TheCorporateCounsel.net

April 5, 2011

Shareholder Proposals: KBR Wins Lawsuit Against Chevedden Over Eligibility

As I have blogged back in January, KBR filed a lawsuit in the Federal District Court for the Southern District of Texas seeking a declaratory judgment that would allow the company to exclude a shareholder proposal submitted by John Chevedden due to his alleged lack of eligibility. Yesterday, the court ruled in KBR’s favor, upholding the Apache decision from last year (which had been filed in the exact same court). We have posted the court’s memorandum and order in our “Shareholder Proposals” Practice Area.

Like Apache, KBR filed a lawsuit rather than attempt to exclude the proposal through the normal SEC channels (and thus challenging the Hain Celestial position of the Staff regarding the use of introductory letters from brokers as evidence of ownership under Rule 14a-8(b)).

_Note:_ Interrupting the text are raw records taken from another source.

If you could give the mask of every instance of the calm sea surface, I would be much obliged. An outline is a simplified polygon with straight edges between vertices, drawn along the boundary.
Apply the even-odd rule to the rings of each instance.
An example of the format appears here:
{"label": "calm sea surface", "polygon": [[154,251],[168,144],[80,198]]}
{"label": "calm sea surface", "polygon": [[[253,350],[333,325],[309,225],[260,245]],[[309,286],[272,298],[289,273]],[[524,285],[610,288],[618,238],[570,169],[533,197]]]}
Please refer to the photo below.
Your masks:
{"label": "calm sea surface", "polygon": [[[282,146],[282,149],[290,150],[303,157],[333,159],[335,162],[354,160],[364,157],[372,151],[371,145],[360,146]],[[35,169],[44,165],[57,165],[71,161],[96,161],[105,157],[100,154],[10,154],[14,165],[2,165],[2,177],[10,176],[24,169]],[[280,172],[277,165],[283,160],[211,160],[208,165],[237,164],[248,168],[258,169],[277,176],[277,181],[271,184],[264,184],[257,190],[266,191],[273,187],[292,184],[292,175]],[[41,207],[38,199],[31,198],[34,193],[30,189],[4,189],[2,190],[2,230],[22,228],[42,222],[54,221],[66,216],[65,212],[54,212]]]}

Dodd-Frank: A Rulemaking Progress Report

Check out this nifty progress report from Davis Polk regarding all of the various agencies engaged in Dodd-Frank rulemaking. The charts help tell a story…

How Many Chiefs of Corp Fin’s Office of International Corporate Finance? Four

Last month, I posted a poll asking how many Chiefs of OICF have there been over the years. 14% guessed the correct number of four (23% guessed two; 23% guessed three; 22% guessed five; and 17% guessed 67). The four consist of Carl Bodolus (’73-’88), Sara Hanks (’88-’90), Rich Kosnik (’90-’93) and Paul Dudek (’93-current).

I received quite a few emails from folks remembering Carl, the founder of the office, including the fact that he was an incessant chain smoker that he literally lit one cigarette with the last vestiges of the prior cigarette (those were the days when smoking anywhere in the building was permitted).

In his “Proxy Disclosure Blog,” Mark Borges gives us the latest say-when-on-pay stats: with 1349 companies filing their proxies, 42% triennial; 4% biennial; 51% annual; and 4% no recommendation.